‘1980s Ireland left little room for any optimism - abroad was beckoning’

Being one of a family of 10 children on a small farm in Co Westmeath, there was little idyllic about rural impoverishment

Philip Lynch

Philip Lynch

 

When I emigrated 36 years ago my connection with Ireland essentially ended. We parted with barely any rancour, but there was certainly disenchantment.

For as long as I could remember, I couldn’t see a way forward for myself in the country where I’d spent my formative years. I had a sense that ending the prolonged recession was simply beyond our political leaders’ ability.

And the economic despair in early 1980s Ireland left little room for any optimism.

Being one of a family of 10 children on a small farm didn’t leave much wriggle room. Beyond reeling in perch under the bridge of Finea in summer, snaring rabbits and harvesting wild mushrooms, there was little that was idyllic about rural impoverishment.

Growing up, going somewhere was always a perennial consideration. Like so many of my generation, anywhere abroad was beckoning like some kind of enticing beacon.
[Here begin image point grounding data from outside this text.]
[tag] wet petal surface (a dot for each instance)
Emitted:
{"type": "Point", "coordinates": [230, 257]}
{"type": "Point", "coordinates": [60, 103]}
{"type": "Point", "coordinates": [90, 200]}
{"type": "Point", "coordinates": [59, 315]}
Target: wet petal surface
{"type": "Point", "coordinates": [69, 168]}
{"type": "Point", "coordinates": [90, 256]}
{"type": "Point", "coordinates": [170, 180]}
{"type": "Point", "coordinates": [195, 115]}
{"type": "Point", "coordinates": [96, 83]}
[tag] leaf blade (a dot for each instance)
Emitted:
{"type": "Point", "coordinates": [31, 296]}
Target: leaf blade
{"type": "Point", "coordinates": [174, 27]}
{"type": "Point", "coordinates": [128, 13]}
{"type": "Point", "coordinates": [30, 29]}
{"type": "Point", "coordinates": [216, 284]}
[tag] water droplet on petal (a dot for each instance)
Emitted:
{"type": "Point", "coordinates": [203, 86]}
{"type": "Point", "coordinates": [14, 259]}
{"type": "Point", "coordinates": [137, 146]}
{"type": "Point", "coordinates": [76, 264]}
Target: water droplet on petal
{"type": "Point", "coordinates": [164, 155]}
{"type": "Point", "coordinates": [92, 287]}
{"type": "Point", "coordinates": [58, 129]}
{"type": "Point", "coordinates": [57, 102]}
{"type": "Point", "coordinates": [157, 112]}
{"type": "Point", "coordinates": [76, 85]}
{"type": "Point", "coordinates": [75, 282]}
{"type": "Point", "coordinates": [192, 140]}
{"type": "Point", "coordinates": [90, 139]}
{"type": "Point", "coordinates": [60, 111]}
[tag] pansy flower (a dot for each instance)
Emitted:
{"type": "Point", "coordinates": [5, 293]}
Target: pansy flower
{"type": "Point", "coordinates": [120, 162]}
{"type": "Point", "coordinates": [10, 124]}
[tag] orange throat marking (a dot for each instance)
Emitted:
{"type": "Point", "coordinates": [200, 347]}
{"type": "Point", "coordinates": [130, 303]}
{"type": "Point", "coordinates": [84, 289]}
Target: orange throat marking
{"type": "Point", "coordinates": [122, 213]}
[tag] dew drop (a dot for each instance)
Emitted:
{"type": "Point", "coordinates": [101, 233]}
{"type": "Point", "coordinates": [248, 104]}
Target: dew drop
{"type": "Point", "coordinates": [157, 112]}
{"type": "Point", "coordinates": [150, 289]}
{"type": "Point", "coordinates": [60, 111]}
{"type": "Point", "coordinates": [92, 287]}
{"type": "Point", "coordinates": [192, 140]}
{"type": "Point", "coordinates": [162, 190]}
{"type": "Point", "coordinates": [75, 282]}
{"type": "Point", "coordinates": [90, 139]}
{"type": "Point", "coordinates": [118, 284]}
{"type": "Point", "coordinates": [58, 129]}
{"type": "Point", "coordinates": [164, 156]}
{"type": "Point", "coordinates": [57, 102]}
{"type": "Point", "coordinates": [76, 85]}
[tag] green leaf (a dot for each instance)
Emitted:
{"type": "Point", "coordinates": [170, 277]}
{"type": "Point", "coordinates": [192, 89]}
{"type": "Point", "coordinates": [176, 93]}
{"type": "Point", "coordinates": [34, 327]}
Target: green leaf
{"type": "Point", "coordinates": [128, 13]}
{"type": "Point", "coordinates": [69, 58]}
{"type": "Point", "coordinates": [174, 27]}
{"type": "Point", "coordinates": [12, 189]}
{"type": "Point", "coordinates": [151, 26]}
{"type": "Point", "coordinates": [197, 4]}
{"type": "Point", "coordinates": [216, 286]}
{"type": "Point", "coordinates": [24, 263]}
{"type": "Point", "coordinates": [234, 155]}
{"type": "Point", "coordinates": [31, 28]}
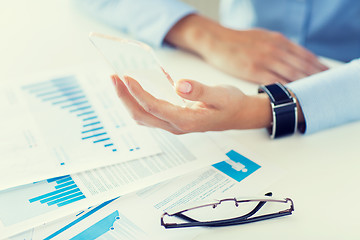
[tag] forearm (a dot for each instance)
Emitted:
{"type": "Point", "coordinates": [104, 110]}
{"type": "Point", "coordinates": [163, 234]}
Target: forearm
{"type": "Point", "coordinates": [194, 33]}
{"type": "Point", "coordinates": [148, 21]}
{"type": "Point", "coordinates": [329, 98]}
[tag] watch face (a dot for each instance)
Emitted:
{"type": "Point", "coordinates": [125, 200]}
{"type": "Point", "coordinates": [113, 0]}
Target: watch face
{"type": "Point", "coordinates": [284, 110]}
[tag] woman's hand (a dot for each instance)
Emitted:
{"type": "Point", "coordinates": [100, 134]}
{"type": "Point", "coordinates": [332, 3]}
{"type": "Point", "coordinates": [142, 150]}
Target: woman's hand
{"type": "Point", "coordinates": [216, 108]}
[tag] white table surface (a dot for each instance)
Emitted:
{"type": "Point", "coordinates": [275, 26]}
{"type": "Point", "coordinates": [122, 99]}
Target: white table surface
{"type": "Point", "coordinates": [322, 170]}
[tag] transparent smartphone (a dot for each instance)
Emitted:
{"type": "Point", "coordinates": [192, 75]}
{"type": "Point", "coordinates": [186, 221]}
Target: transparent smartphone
{"type": "Point", "coordinates": [137, 60]}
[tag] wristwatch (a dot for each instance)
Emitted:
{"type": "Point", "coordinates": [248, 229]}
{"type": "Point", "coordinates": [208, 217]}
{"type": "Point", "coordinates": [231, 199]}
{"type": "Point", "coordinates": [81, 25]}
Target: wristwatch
{"type": "Point", "coordinates": [284, 110]}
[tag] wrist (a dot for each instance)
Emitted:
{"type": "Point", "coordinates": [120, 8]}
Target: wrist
{"type": "Point", "coordinates": [256, 112]}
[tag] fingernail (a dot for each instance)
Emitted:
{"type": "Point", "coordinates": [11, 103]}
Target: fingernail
{"type": "Point", "coordinates": [184, 87]}
{"type": "Point", "coordinates": [126, 80]}
{"type": "Point", "coordinates": [114, 80]}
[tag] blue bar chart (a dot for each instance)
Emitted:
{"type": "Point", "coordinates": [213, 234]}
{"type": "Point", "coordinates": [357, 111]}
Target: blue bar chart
{"type": "Point", "coordinates": [65, 192]}
{"type": "Point", "coordinates": [66, 94]}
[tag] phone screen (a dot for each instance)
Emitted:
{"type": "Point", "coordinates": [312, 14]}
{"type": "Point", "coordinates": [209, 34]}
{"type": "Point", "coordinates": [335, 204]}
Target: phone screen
{"type": "Point", "coordinates": [137, 60]}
The feedback, however benign, always travelled through a circuitous route

Emigrating seemed like a logical option, perhaps even a quietly defiant rite of passage. In one fell swoop, the constraints of family and Irish society could be set aside.

The downside of going was that every time I’d return– everything had changed and sort of stayed the same. I was always more visitor than son or brother. I always felt a little awkward being “home” on a holiday, like some kind of guest of honour.

As if I’d become something of an extra or some kind of exotic creature who’d flown the nest, who’d created a life elsewhere, and in all likelihood, probably had notions of himself. Although of course no-one would ever be bold enough to say as much. Being back brought its own limitations. There wasn’t much I could say, out loud anyway. I was limited to a polite observer status.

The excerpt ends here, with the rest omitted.